As one Jai Hind student put it: “Even if my start-up fails, I’ll graduate with the confidence that I can start again. That’s something no textbook can teach.”
For previous generations, the path to the executive suite was a decade-long climb, beginning with a post-graduate entry-level job. Today’s second-year students view this trajectory as needlessly slow. This generation views the corporate ladder not as a necessary climb but as a potential trap. They prioritize the freedom to set their own hours, work remotely, and align their projects with their personal values—qualities that a traditional entry-level job rarely offers.
This cultural shift is amplified by the sheer accessibility of the tools of the trade. Building a minimum viable product (MVP) once required significant capital and technical expertise; today, no-code platforms, affordable cloud services, and open-source software mean a student can launch a functional, revenue-generating service from their dorm room with an initial investment of under Rs 50,000
"The barrier to entry for innovation has been lowered to the cost of a good Wi-Fi connection. They are unburdened by the financial and geographic constraints that limited previous generations. If you can launch an e-commerce site on Shopify, you’ve fundamentally bypassed the need for a bank loan or a corporate partner to test your market.
What’s Next
The challenge now is to keep up this momentum. Colleges must continue to provide structured mentorship, access to small funding, and platforms where students can test their ideas safely. Events like LaunchPad Live at Akbar Peerbhoy or Entrepreneurship Weeks at UPG show that experiential learning can transform academic spaces into entrepreneurial ecosystems.
If the last decade was about start-up founders emerging from IITs and IIMs, the next wave might just come from second-year undergraduates in Mumbai’s commerce and arts colleges. Tomorrow’s CEOs won’t just graduate from universities — they’ll be running businesses before graduation. That’s the new definition of ambition.
Closing Thought
As Mumbai’s classrooms evolve into launchpads, a new generation is rewriting what success looks like. The Second-Year CEO represents more than early ambition — it represents a cultural shift toward creation, courage, and self-belief. And perhaps, in every classroom, another future founder is already sketching a logo in the back of a notebook — not just dreaming of a job, but designing a brand.
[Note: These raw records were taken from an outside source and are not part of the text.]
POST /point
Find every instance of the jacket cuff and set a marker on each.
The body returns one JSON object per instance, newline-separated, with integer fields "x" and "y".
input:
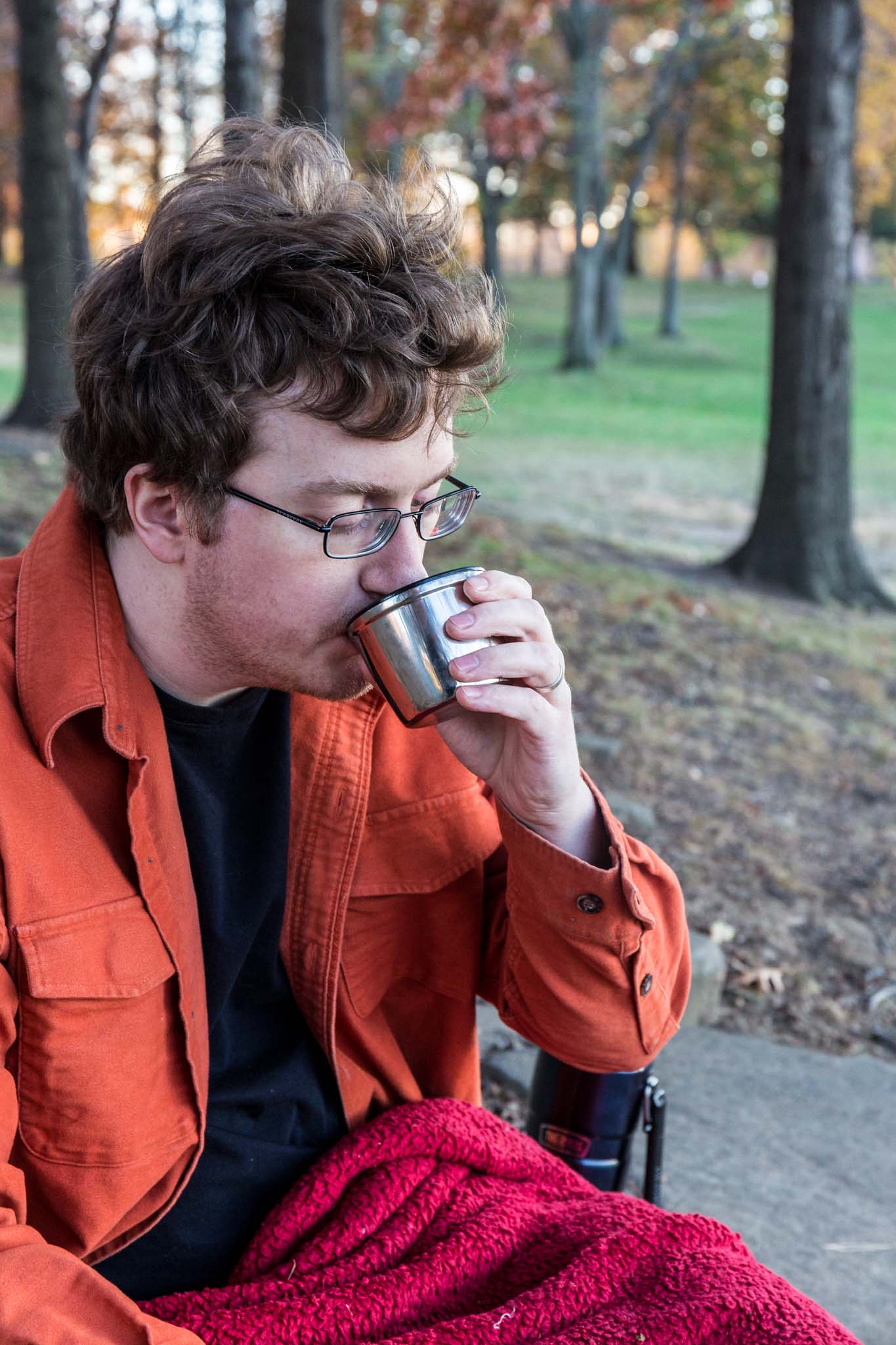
{"x": 581, "y": 900}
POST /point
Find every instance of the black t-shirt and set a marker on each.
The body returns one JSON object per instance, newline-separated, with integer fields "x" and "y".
{"x": 273, "y": 1102}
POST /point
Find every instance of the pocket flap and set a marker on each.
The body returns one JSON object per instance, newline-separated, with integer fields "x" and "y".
{"x": 105, "y": 953}
{"x": 425, "y": 845}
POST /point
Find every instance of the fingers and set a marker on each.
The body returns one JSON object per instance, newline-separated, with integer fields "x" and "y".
{"x": 524, "y": 661}
{"x": 496, "y": 584}
{"x": 516, "y": 618}
{"x": 515, "y": 703}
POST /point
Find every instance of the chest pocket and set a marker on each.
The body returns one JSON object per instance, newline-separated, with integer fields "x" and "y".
{"x": 417, "y": 899}
{"x": 102, "y": 1074}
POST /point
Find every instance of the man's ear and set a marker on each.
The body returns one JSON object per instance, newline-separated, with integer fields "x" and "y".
{"x": 156, "y": 514}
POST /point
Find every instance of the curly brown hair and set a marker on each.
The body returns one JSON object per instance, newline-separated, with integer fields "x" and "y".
{"x": 268, "y": 271}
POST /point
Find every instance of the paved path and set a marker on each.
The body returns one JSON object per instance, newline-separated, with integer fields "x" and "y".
{"x": 794, "y": 1149}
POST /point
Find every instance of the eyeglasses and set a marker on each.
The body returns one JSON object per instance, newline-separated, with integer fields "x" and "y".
{"x": 362, "y": 531}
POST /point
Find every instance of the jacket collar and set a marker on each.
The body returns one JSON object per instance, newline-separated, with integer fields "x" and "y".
{"x": 72, "y": 649}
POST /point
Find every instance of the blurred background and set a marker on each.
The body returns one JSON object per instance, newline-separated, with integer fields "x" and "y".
{"x": 699, "y": 483}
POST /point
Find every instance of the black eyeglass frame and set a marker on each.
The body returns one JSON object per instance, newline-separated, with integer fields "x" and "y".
{"x": 326, "y": 527}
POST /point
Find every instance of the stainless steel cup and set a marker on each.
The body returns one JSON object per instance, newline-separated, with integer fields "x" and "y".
{"x": 408, "y": 651}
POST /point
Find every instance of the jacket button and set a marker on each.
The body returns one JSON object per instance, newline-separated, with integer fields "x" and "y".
{"x": 589, "y": 903}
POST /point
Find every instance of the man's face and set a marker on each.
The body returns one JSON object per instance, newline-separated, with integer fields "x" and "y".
{"x": 265, "y": 606}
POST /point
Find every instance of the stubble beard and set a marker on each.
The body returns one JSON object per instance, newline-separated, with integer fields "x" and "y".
{"x": 219, "y": 639}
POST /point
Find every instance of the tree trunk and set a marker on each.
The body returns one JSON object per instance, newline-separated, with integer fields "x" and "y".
{"x": 671, "y": 317}
{"x": 79, "y": 158}
{"x": 184, "y": 33}
{"x": 490, "y": 215}
{"x": 242, "y": 61}
{"x": 536, "y": 261}
{"x": 711, "y": 248}
{"x": 802, "y": 539}
{"x": 633, "y": 265}
{"x": 46, "y": 222}
{"x": 312, "y": 81}
{"x": 585, "y": 30}
{"x": 155, "y": 128}
{"x": 677, "y": 70}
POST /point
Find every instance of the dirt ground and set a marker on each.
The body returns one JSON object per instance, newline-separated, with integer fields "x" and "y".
{"x": 758, "y": 734}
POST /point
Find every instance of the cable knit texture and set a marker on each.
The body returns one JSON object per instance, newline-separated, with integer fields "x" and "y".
{"x": 438, "y": 1223}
The Second-Year CEO is more than a fleeting trend; it is a structural realignment of how the next generation views the intersection of learning, work, and impact. Their college years are no longer a waiting period—they are the most critical, resource-rich, and opportunity-laden launch window they will ever have. The corporate world is readying itself for an influx of young talent who won't be looking for their first job, but for their first acquisition. The future of industry is being built not in boardrooms, but in dorm rooms, right now.